User-defined functions (UDFs)

Introduction

The platform supports the implementation of user-defined functions (UDFs) within the system. This allows you to perform additional logic on multiple API query result sets (e.g. joining a getTicks return to a getStats return, then filtering) before returning results to the client.

UDFs come in two varieties: static UDFs and real-time UDFs.

Static UDFs operate as 'request/reply' function calls or, from another perspective, in the manner you would expect a traditional database query to operate. You execute the query (function call), you wait whilst that query is executed, and then the system returns your result.

Realtime UDFs operate in a streaming fashion. These functions are called each and every time new data enters the system and they also publish in real-time. They are designed for high performance real-time analytics and operate on a Publish/Subscribe ("pub/sub") paradigm.

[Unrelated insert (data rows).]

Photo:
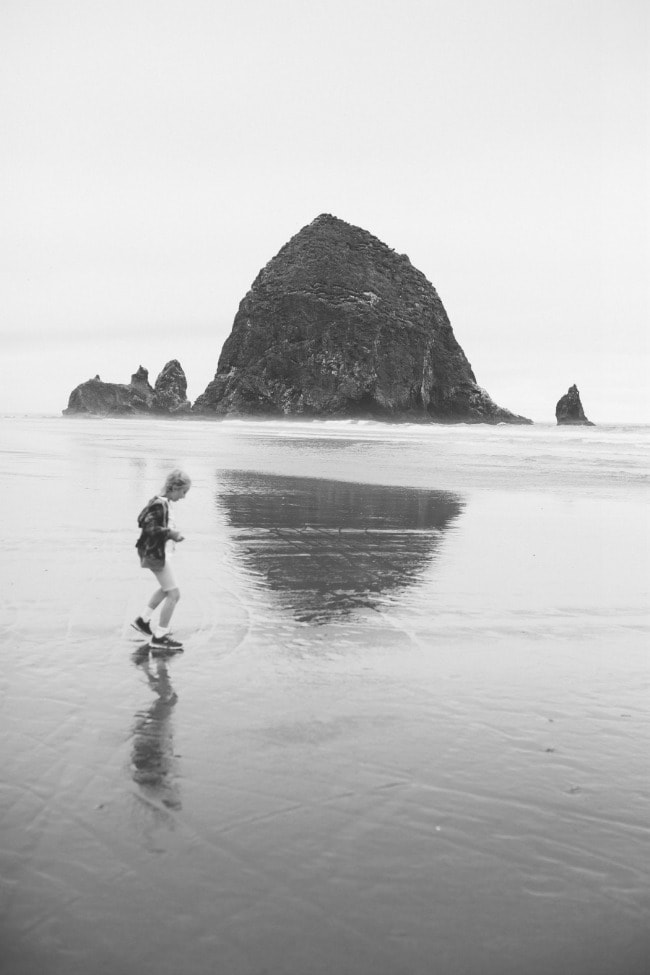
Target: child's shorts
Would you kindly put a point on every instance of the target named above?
(165, 576)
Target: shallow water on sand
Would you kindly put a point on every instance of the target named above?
(408, 734)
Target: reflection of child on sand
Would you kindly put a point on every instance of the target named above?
(155, 547)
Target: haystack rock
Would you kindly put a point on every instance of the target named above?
(338, 324)
(569, 409)
(97, 398)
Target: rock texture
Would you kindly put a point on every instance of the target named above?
(569, 409)
(97, 398)
(338, 324)
(170, 391)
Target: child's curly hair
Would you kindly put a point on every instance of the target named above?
(176, 478)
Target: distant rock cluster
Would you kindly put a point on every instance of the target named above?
(168, 397)
(335, 325)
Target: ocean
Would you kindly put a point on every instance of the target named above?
(409, 733)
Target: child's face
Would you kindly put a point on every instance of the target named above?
(178, 493)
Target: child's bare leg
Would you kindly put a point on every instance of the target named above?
(156, 599)
(172, 597)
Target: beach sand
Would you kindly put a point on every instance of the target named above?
(408, 734)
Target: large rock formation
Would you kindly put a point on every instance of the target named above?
(569, 409)
(338, 324)
(97, 398)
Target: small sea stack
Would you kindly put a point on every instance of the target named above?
(569, 411)
(338, 324)
(168, 397)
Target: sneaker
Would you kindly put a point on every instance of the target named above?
(142, 625)
(165, 644)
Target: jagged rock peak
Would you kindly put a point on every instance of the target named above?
(141, 377)
(170, 391)
(339, 324)
(569, 411)
(97, 398)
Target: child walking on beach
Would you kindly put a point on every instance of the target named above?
(155, 546)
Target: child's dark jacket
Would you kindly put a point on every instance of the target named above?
(153, 522)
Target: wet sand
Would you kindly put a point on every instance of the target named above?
(409, 732)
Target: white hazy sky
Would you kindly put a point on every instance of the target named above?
(156, 154)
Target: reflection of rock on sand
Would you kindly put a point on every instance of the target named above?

UDF functional restrictions

In order to help prevent user code that could permanently harm the platform from being executed, all incoming UDF code is parsed and checked. The following restrictions are placed on UDFs:

  • must take 1 argument
  • at execution time, will only accept a dictionary input
  • no global variable/function references besides API functions (getStats, getTicks, etc.) and basic q functions (joins, some .Q utilities, some .z references)
  • no on-disk operations
  • no opening handles between processes (hopen)
  • no system calls
  • no string parsing (e.g. get"hopen 5346" will fail)
  • no "exit" calls

Static UDFs

UDFs may be inserted into the system with saveUDF, removed with deleteUDF, and executed with getUDF. The function getUDFInfo allows you to retrieve information (function names, function code, and descriptions) about extant UDFs. getUDFDescription returns the description of the UDF in a reader-friendly format. This is useful for commenting UDF code. All of these analytics are API calls that are accessible through both gateway and query router ingress points.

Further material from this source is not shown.